蛙と蝸牛

本の感想。ときどき競艇の話。

何もしていない時

2007年04月20日 | Weblog
かなり昔に、確か別役実さん(だったと思うのです)が、エッセイで以下のような主旨のことを書いていらっしゃったような記憶があります。
“煙草とコーヒーとミステリ(の本)の3つで一つである。煙草をすいながらコーヒーを飲みつつミステリを読んでいる時、私は何も考えず、何も行わない状態になれる。3つのうち一つでも欠けてはいけない。日常においてそのような状態になれるのは、このシチュエーションしかなく、私にとって貴重な時間である。”

当時はこのエッセイの真意を十分には理解できていなかったように思います。

近頃、私も本を読んでいる時に“何も考えず、何も行わない状態”になる(というか意識的にそういう状態になれる)ことが多くなりました。
面白い本を読んでいると、気持ちがこの世から離れて本の世界に移っていくような気がする体験はだれにでもあるのではないでしょうか。

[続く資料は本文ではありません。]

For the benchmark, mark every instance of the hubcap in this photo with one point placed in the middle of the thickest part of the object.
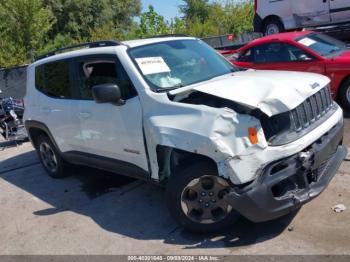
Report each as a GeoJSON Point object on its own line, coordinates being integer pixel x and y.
{"type": "Point", "coordinates": [272, 29]}
{"type": "Point", "coordinates": [202, 200]}
{"type": "Point", "coordinates": [48, 157]}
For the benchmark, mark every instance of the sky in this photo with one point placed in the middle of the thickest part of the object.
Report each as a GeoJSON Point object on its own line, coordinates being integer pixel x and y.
{"type": "Point", "coordinates": [167, 8]}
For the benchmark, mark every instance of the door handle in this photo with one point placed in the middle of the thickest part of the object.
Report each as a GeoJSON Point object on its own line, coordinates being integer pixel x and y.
{"type": "Point", "coordinates": [84, 115]}
{"type": "Point", "coordinates": [46, 110]}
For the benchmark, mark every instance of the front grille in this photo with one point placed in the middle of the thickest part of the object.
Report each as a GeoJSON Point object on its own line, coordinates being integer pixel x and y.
{"type": "Point", "coordinates": [311, 109]}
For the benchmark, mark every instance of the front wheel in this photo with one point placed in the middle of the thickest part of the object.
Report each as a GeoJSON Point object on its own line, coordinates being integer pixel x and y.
{"type": "Point", "coordinates": [195, 198]}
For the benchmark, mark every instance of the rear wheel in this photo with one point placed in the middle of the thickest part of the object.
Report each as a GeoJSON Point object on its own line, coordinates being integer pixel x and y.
{"type": "Point", "coordinates": [49, 157]}
{"type": "Point", "coordinates": [195, 199]}
{"type": "Point", "coordinates": [344, 94]}
{"type": "Point", "coordinates": [273, 26]}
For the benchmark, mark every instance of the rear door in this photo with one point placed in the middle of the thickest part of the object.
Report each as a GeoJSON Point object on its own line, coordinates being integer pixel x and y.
{"type": "Point", "coordinates": [280, 56]}
{"type": "Point", "coordinates": [58, 103]}
{"type": "Point", "coordinates": [340, 11]}
{"type": "Point", "coordinates": [311, 12]}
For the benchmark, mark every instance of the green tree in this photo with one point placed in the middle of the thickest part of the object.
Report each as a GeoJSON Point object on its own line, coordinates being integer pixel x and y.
{"type": "Point", "coordinates": [23, 30]}
{"type": "Point", "coordinates": [80, 18]}
{"type": "Point", "coordinates": [151, 23]}
{"type": "Point", "coordinates": [195, 10]}
{"type": "Point", "coordinates": [203, 18]}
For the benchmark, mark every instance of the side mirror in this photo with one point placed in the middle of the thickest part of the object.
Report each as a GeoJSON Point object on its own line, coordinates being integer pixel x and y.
{"type": "Point", "coordinates": [304, 57]}
{"type": "Point", "coordinates": [234, 57]}
{"type": "Point", "coordinates": [107, 93]}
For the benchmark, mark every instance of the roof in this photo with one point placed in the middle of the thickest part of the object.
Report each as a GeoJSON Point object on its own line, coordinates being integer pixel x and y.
{"type": "Point", "coordinates": [153, 40]}
{"type": "Point", "coordinates": [106, 49]}
{"type": "Point", "coordinates": [282, 36]}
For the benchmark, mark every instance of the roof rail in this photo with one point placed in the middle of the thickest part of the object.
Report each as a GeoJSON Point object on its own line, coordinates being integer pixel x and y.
{"type": "Point", "coordinates": [88, 45]}
{"type": "Point", "coordinates": [168, 35]}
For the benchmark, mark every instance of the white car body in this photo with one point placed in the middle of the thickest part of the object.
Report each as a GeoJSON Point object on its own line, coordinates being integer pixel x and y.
{"type": "Point", "coordinates": [247, 125]}
{"type": "Point", "coordinates": [295, 14]}
{"type": "Point", "coordinates": [85, 126]}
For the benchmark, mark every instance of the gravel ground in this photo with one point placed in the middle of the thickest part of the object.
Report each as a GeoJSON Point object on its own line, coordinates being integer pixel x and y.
{"type": "Point", "coordinates": [94, 212]}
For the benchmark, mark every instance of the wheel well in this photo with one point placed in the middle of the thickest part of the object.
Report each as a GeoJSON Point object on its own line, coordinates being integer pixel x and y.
{"type": "Point", "coordinates": [171, 159]}
{"type": "Point", "coordinates": [34, 133]}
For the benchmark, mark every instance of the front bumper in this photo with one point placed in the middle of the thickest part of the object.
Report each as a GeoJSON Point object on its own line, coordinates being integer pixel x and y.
{"type": "Point", "coordinates": [287, 184]}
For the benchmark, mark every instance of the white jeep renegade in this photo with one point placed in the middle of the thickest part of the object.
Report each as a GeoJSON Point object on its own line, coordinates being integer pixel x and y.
{"type": "Point", "coordinates": [172, 110]}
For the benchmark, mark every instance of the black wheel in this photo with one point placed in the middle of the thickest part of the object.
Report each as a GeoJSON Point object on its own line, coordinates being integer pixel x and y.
{"type": "Point", "coordinates": [273, 26]}
{"type": "Point", "coordinates": [49, 157]}
{"type": "Point", "coordinates": [344, 94]}
{"type": "Point", "coordinates": [195, 198]}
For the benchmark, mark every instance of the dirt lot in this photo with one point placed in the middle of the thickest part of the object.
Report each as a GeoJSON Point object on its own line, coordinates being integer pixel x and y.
{"type": "Point", "coordinates": [92, 212]}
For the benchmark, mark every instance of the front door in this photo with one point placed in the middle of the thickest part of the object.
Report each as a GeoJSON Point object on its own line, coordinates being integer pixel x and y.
{"type": "Point", "coordinates": [340, 11]}
{"type": "Point", "coordinates": [110, 131]}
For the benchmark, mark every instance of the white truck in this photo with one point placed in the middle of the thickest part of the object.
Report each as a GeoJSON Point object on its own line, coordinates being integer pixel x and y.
{"type": "Point", "coordinates": [276, 16]}
{"type": "Point", "coordinates": [171, 110]}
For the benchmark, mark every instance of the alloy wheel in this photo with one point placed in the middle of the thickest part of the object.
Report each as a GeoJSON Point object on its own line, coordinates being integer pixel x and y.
{"type": "Point", "coordinates": [202, 200]}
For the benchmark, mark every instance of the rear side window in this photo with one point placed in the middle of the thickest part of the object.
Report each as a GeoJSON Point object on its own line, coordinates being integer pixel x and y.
{"type": "Point", "coordinates": [53, 79]}
{"type": "Point", "coordinates": [92, 73]}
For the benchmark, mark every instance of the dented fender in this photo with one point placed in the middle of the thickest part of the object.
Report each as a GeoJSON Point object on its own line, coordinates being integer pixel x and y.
{"type": "Point", "coordinates": [220, 134]}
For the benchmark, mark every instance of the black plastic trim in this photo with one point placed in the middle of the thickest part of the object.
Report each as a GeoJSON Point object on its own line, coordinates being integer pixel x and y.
{"type": "Point", "coordinates": [257, 201]}
{"type": "Point", "coordinates": [91, 160]}
{"type": "Point", "coordinates": [107, 164]}
{"type": "Point", "coordinates": [28, 124]}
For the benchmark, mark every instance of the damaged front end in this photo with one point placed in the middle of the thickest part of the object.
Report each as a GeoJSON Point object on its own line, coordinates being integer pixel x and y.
{"type": "Point", "coordinates": [286, 184]}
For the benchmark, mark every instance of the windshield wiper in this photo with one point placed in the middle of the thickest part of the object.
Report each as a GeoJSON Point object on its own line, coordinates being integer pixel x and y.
{"type": "Point", "coordinates": [164, 89]}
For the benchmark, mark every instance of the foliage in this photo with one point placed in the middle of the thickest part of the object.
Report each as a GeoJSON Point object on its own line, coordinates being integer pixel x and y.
{"type": "Point", "coordinates": [32, 27]}
{"type": "Point", "coordinates": [151, 23]}
{"type": "Point", "coordinates": [23, 29]}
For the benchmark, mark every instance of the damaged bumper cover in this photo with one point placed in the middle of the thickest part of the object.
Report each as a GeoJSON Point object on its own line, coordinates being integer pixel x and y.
{"type": "Point", "coordinates": [287, 184]}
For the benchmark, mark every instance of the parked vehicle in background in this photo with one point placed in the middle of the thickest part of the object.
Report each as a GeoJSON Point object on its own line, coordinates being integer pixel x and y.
{"type": "Point", "coordinates": [11, 118]}
{"type": "Point", "coordinates": [173, 111]}
{"type": "Point", "coordinates": [272, 17]}
{"type": "Point", "coordinates": [305, 51]}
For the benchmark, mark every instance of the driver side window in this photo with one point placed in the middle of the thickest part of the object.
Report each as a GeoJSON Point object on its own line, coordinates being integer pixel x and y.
{"type": "Point", "coordinates": [104, 70]}
{"type": "Point", "coordinates": [279, 53]}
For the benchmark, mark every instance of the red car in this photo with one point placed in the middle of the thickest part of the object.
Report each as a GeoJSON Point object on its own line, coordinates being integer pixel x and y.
{"type": "Point", "coordinates": [304, 51]}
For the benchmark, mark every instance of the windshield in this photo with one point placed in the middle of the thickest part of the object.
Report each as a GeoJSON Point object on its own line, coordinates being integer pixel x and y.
{"type": "Point", "coordinates": [174, 64]}
{"type": "Point", "coordinates": [322, 44]}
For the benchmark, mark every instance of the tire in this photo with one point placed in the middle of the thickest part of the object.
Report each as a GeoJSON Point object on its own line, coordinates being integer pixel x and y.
{"type": "Point", "coordinates": [50, 158]}
{"type": "Point", "coordinates": [344, 94]}
{"type": "Point", "coordinates": [272, 26]}
{"type": "Point", "coordinates": [181, 183]}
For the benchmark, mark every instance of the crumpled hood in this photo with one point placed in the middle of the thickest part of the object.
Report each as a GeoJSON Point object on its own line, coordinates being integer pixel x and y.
{"type": "Point", "coordinates": [273, 92]}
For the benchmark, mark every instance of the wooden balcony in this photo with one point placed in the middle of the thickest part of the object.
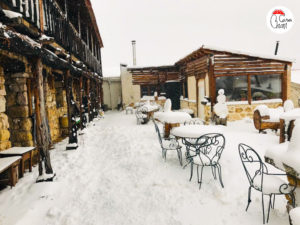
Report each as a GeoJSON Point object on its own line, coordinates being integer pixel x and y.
{"type": "Point", "coordinates": [58, 26]}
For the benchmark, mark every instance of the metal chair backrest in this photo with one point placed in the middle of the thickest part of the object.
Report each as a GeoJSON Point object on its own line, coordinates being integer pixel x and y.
{"type": "Point", "coordinates": [211, 147]}
{"type": "Point", "coordinates": [253, 165]}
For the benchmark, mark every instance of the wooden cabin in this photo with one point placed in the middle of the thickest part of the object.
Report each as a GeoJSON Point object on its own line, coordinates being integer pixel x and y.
{"type": "Point", "coordinates": [248, 80]}
{"type": "Point", "coordinates": [50, 57]}
{"type": "Point", "coordinates": [140, 83]}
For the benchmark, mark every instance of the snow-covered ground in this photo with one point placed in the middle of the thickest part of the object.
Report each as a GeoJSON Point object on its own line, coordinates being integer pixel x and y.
{"type": "Point", "coordinates": [118, 177]}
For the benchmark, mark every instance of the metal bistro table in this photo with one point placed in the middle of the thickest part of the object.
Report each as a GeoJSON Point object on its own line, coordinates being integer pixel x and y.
{"type": "Point", "coordinates": [171, 120]}
{"type": "Point", "coordinates": [286, 120]}
{"type": "Point", "coordinates": [195, 131]}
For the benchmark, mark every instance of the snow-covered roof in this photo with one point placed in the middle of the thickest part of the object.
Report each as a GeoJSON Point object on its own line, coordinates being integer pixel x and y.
{"type": "Point", "coordinates": [11, 14]}
{"type": "Point", "coordinates": [296, 76]}
{"type": "Point", "coordinates": [238, 52]}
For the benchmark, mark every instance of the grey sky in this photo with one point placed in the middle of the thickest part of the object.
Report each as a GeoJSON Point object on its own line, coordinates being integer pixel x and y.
{"type": "Point", "coordinates": [167, 30]}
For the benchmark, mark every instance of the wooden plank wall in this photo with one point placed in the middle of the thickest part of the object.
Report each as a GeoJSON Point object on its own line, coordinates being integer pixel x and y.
{"type": "Point", "coordinates": [148, 77]}
{"type": "Point", "coordinates": [236, 65]}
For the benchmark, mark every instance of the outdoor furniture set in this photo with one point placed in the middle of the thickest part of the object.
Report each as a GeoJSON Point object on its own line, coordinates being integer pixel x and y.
{"type": "Point", "coordinates": [13, 162]}
{"type": "Point", "coordinates": [204, 145]}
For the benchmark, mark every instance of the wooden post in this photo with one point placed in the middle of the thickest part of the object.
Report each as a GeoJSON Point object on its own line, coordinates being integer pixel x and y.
{"type": "Point", "coordinates": [212, 83]}
{"type": "Point", "coordinates": [249, 89]}
{"type": "Point", "coordinates": [41, 15]}
{"type": "Point", "coordinates": [42, 131]}
{"type": "Point", "coordinates": [80, 99]}
{"type": "Point", "coordinates": [68, 87]}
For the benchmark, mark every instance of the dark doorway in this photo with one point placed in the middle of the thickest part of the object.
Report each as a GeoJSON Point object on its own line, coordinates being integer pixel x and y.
{"type": "Point", "coordinates": [173, 92]}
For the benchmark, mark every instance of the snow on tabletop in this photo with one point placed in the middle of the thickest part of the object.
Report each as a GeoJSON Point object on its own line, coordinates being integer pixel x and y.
{"type": "Point", "coordinates": [221, 110]}
{"type": "Point", "coordinates": [117, 176]}
{"type": "Point", "coordinates": [275, 113]}
{"type": "Point", "coordinates": [276, 153]}
{"type": "Point", "coordinates": [295, 216]}
{"type": "Point", "coordinates": [291, 115]}
{"type": "Point", "coordinates": [17, 150]}
{"type": "Point", "coordinates": [145, 97]}
{"type": "Point", "coordinates": [195, 131]}
{"type": "Point", "coordinates": [172, 117]}
{"type": "Point", "coordinates": [11, 14]}
{"type": "Point", "coordinates": [7, 161]}
{"type": "Point", "coordinates": [168, 105]}
{"type": "Point", "coordinates": [187, 110]}
{"type": "Point", "coordinates": [162, 98]}
{"type": "Point", "coordinates": [263, 110]}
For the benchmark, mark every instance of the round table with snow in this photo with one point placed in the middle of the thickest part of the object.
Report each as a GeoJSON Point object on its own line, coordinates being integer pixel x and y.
{"type": "Point", "coordinates": [287, 119]}
{"type": "Point", "coordinates": [195, 131]}
{"type": "Point", "coordinates": [171, 119]}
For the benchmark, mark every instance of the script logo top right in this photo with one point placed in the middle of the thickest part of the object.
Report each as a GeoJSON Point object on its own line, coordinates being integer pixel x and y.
{"type": "Point", "coordinates": [280, 19]}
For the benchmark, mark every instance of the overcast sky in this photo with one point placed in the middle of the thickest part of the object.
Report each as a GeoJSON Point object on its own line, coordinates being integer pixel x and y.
{"type": "Point", "coordinates": [168, 30]}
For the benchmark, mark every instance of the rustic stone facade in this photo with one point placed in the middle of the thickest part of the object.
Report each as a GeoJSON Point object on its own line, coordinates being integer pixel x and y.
{"type": "Point", "coordinates": [239, 111]}
{"type": "Point", "coordinates": [295, 93]}
{"type": "Point", "coordinates": [20, 122]}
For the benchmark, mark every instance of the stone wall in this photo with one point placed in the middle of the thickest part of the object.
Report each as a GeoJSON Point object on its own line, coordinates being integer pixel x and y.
{"type": "Point", "coordinates": [20, 122]}
{"type": "Point", "coordinates": [295, 93]}
{"type": "Point", "coordinates": [240, 111]}
{"type": "Point", "coordinates": [52, 112]}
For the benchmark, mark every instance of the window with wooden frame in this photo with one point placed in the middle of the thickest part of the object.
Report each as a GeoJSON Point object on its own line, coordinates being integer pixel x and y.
{"type": "Point", "coordinates": [250, 87]}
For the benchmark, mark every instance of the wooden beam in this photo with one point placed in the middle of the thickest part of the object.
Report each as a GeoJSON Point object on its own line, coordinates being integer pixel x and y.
{"type": "Point", "coordinates": [42, 132]}
{"type": "Point", "coordinates": [80, 100]}
{"type": "Point", "coordinates": [249, 89]}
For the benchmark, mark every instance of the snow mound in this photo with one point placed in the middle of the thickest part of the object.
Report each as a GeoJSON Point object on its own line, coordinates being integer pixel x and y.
{"type": "Point", "coordinates": [295, 216]}
{"type": "Point", "coordinates": [288, 105]}
{"type": "Point", "coordinates": [168, 105]}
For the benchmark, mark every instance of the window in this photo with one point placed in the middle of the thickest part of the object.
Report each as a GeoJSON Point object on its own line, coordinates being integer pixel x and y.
{"type": "Point", "coordinates": [235, 87]}
{"type": "Point", "coordinates": [262, 87]}
{"type": "Point", "coordinates": [265, 87]}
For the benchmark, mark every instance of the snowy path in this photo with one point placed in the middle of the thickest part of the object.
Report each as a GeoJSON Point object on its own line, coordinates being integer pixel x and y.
{"type": "Point", "coordinates": [117, 176]}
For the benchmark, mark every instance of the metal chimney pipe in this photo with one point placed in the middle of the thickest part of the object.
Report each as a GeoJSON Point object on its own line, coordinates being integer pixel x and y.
{"type": "Point", "coordinates": [134, 52]}
{"type": "Point", "coordinates": [276, 48]}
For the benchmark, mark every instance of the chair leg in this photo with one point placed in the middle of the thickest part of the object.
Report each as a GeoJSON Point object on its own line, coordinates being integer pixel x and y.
{"type": "Point", "coordinates": [213, 170]}
{"type": "Point", "coordinates": [201, 174]}
{"type": "Point", "coordinates": [263, 207]}
{"type": "Point", "coordinates": [269, 208]}
{"type": "Point", "coordinates": [249, 197]}
{"type": "Point", "coordinates": [273, 205]}
{"type": "Point", "coordinates": [191, 171]}
{"type": "Point", "coordinates": [220, 174]}
{"type": "Point", "coordinates": [179, 156]}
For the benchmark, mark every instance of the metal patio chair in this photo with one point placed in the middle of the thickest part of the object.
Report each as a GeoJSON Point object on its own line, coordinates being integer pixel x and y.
{"type": "Point", "coordinates": [207, 152]}
{"type": "Point", "coordinates": [194, 121]}
{"type": "Point", "coordinates": [261, 180]}
{"type": "Point", "coordinates": [141, 115]}
{"type": "Point", "coordinates": [168, 144]}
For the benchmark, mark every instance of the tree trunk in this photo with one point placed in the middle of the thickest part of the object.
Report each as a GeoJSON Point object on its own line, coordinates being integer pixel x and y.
{"type": "Point", "coordinates": [43, 134]}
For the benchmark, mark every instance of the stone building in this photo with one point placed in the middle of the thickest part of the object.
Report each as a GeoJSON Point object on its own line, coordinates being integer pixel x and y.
{"type": "Point", "coordinates": [53, 47]}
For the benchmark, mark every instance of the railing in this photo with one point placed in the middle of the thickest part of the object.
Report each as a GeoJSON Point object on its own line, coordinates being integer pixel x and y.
{"type": "Point", "coordinates": [28, 8]}
{"type": "Point", "coordinates": [56, 25]}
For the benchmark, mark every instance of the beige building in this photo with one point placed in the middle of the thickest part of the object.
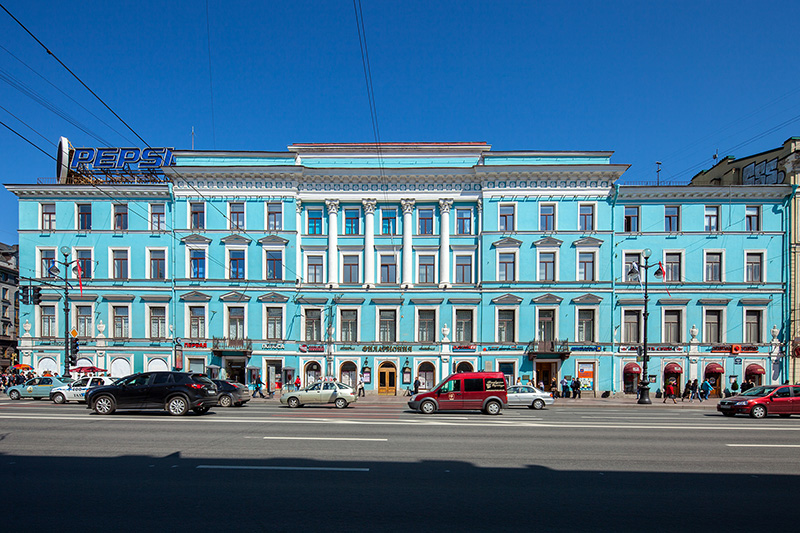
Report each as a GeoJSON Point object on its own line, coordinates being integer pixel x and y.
{"type": "Point", "coordinates": [778, 166]}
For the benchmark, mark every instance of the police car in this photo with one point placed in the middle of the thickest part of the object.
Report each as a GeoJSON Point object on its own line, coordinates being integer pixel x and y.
{"type": "Point", "coordinates": [75, 391]}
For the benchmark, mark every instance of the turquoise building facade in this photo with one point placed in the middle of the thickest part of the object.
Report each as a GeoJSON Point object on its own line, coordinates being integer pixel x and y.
{"type": "Point", "coordinates": [415, 260]}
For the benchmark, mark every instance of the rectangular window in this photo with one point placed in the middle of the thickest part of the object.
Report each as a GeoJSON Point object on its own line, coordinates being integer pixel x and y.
{"type": "Point", "coordinates": [426, 269]}
{"type": "Point", "coordinates": [505, 325]}
{"type": "Point", "coordinates": [586, 266]}
{"type": "Point", "coordinates": [463, 269]}
{"type": "Point", "coordinates": [158, 322]}
{"type": "Point", "coordinates": [463, 221]}
{"type": "Point", "coordinates": [387, 325]}
{"type": "Point", "coordinates": [274, 217]}
{"type": "Point", "coordinates": [712, 218]}
{"type": "Point", "coordinates": [236, 323]}
{"type": "Point", "coordinates": [672, 326]}
{"type": "Point", "coordinates": [463, 325]}
{"type": "Point", "coordinates": [158, 264]}
{"type": "Point", "coordinates": [350, 269]}
{"type": "Point", "coordinates": [586, 325]}
{"type": "Point", "coordinates": [274, 323]}
{"type": "Point", "coordinates": [158, 217]}
{"type": "Point", "coordinates": [426, 221]}
{"type": "Point", "coordinates": [313, 325]}
{"type": "Point", "coordinates": [315, 269]}
{"type": "Point", "coordinates": [389, 221]}
{"type": "Point", "coordinates": [672, 267]}
{"type": "Point", "coordinates": [237, 216]}
{"type": "Point", "coordinates": [714, 266]}
{"type": "Point", "coordinates": [48, 217]}
{"type": "Point", "coordinates": [713, 326]}
{"type": "Point", "coordinates": [631, 222]}
{"type": "Point", "coordinates": [547, 266]}
{"type": "Point", "coordinates": [120, 217]}
{"type": "Point", "coordinates": [120, 321]}
{"type": "Point", "coordinates": [753, 267]}
{"type": "Point", "coordinates": [426, 326]}
{"type": "Point", "coordinates": [274, 265]}
{"type": "Point", "coordinates": [84, 320]}
{"type": "Point", "coordinates": [752, 327]}
{"type": "Point", "coordinates": [547, 217]}
{"type": "Point", "coordinates": [315, 221]}
{"type": "Point", "coordinates": [85, 216]}
{"type": "Point", "coordinates": [197, 264]}
{"type": "Point", "coordinates": [631, 324]}
{"type": "Point", "coordinates": [197, 322]}
{"type": "Point", "coordinates": [351, 218]}
{"type": "Point", "coordinates": [506, 267]}
{"type": "Point", "coordinates": [349, 326]}
{"type": "Point", "coordinates": [752, 218]}
{"type": "Point", "coordinates": [198, 216]}
{"type": "Point", "coordinates": [48, 314]}
{"type": "Point", "coordinates": [120, 258]}
{"type": "Point", "coordinates": [586, 217]}
{"type": "Point", "coordinates": [388, 269]}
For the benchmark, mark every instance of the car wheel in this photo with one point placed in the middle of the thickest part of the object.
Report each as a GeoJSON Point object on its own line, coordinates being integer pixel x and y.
{"type": "Point", "coordinates": [177, 406]}
{"type": "Point", "coordinates": [493, 408]}
{"type": "Point", "coordinates": [104, 405]}
{"type": "Point", "coordinates": [427, 408]}
{"type": "Point", "coordinates": [225, 400]}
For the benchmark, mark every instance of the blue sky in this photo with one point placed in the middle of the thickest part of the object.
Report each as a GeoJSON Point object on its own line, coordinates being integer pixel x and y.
{"type": "Point", "coordinates": [653, 81]}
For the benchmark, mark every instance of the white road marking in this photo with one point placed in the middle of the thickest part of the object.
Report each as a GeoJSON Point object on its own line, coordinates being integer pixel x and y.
{"type": "Point", "coordinates": [284, 468]}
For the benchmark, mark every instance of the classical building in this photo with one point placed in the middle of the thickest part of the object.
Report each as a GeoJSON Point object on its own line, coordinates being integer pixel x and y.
{"type": "Point", "coordinates": [417, 259]}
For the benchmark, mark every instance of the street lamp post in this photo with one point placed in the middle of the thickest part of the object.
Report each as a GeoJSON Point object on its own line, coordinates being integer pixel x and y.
{"type": "Point", "coordinates": [641, 272]}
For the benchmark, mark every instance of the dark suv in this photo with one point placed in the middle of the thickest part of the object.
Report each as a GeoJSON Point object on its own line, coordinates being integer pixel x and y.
{"type": "Point", "coordinates": [177, 392]}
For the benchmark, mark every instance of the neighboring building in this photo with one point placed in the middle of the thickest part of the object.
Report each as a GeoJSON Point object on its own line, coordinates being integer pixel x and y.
{"type": "Point", "coordinates": [416, 260]}
{"type": "Point", "coordinates": [778, 166]}
{"type": "Point", "coordinates": [9, 305]}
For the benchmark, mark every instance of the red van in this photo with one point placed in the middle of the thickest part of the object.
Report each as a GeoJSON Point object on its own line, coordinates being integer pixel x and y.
{"type": "Point", "coordinates": [485, 391]}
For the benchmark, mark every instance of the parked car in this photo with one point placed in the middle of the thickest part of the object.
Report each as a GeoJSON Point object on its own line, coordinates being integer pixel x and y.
{"type": "Point", "coordinates": [466, 390]}
{"type": "Point", "coordinates": [529, 396]}
{"type": "Point", "coordinates": [75, 391]}
{"type": "Point", "coordinates": [231, 393]}
{"type": "Point", "coordinates": [176, 392]}
{"type": "Point", "coordinates": [321, 392]}
{"type": "Point", "coordinates": [758, 402]}
{"type": "Point", "coordinates": [37, 387]}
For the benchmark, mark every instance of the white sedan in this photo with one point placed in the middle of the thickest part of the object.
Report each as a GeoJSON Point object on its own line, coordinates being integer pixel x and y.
{"type": "Point", "coordinates": [75, 391]}
{"type": "Point", "coordinates": [528, 396]}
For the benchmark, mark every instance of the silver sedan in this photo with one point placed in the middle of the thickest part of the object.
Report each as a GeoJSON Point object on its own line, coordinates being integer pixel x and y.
{"type": "Point", "coordinates": [528, 396]}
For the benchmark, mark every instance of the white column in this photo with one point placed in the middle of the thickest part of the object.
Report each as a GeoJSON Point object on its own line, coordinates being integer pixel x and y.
{"type": "Point", "coordinates": [333, 242]}
{"type": "Point", "coordinates": [445, 204]}
{"type": "Point", "coordinates": [408, 228]}
{"type": "Point", "coordinates": [369, 241]}
{"type": "Point", "coordinates": [298, 222]}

私は、本を読むこと以外に有効なひまつぶしの方策をしらないので、空いた時間には寸暇を惜しんで(?)本を読みます。長年そうしたことが習慣になっているせいで、最近ではおもしろくない本でも読み続けているうちに意識をあらぬ方向へもっていってしまう(うまく表現できませんが、本の内容を考えたり味わったしているわけではなく、そうかといって他のことを考えているわけでもない状態。つまり“何も考えず、何も行わない状態”)ことができるようになりました。そして、そのような時間を持てることが、読書の大きな楽しみの一つなのだろうと考えています。